- Church: Catholic Church
- Diocese: Diocese of Villa de la Concepción del Río Cuarto
- Appointed: 4 November 2014
- Predecessor: Eduardo Eliseo Martín
- Previous post: Bishop of Añatuya (2004-2014)

Orders
- Ordination: 28 June 1980
- Consecration: 8 May 2004 by Jorge Mario Bergoglio

Personal details
- Born: 27 May 1955 (age 70) Mar del Plata, Buenos Aires Province, Argentina
- Coat of arms: Adolfo Armando Uriona's coat of arms

= Adolfo Armando Uriona =

Roman Catholic Church prelate

Adolfo Armando Uriona F.D.P. (born 27 May 1955) is a prelate of the Roman Catholic Church. He served as bishop of Añatuya from 2004 to 2014.

== Life ==
Born in Mar del Plata, Uriona became a member of the Sons of Divine Providence on 8 March 1979. He was ordained to the priesthood on 28 June 1980.
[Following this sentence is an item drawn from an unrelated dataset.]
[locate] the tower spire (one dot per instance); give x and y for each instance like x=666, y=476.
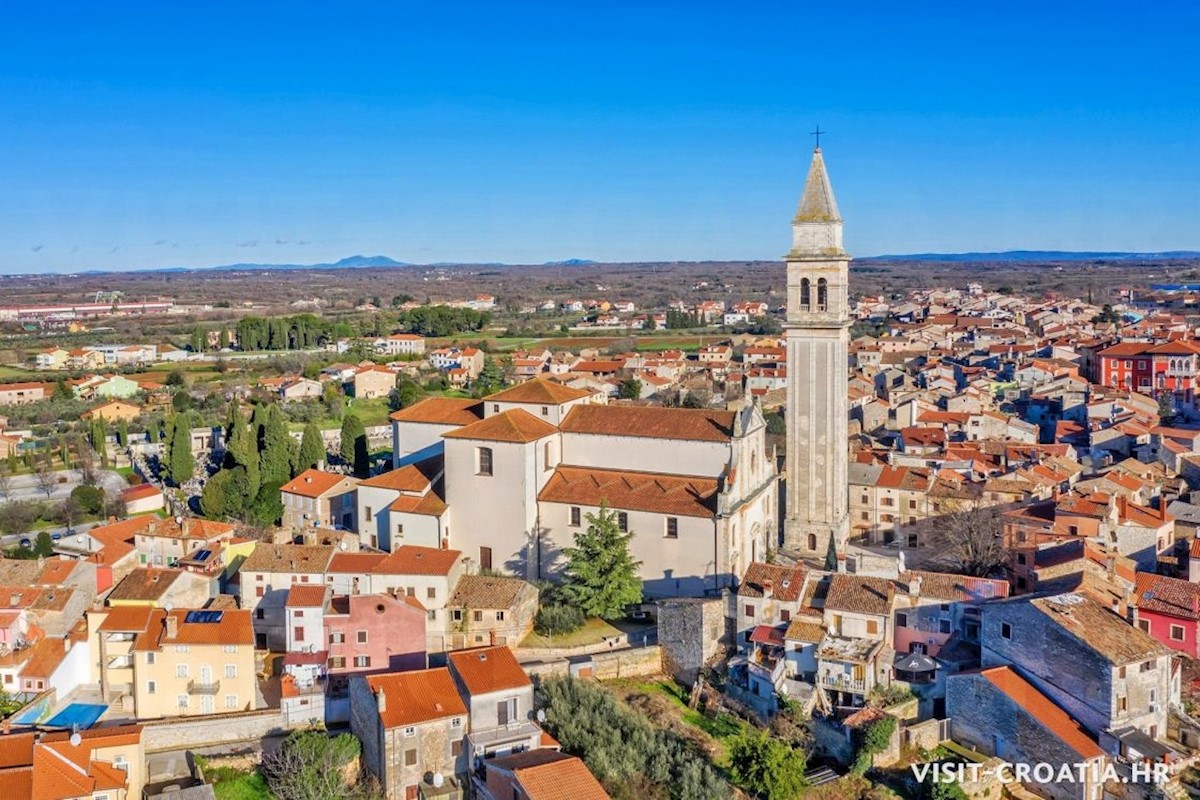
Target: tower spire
x=817, y=203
On 4 March 2004, he was appointed bishop of Añatuya. Uriona received his episcopal consecration on the following 8 May from Jorge Mario Bergoglio, archbishop of Buenos Aires, the later pope Francis, with bishop of Lomas de Zamora, Agustín Roberto Radrizzani, and bishop of Santa María del Patrocinio en Buenos Aires, Miguel Mykycej, serving as co-consecrators.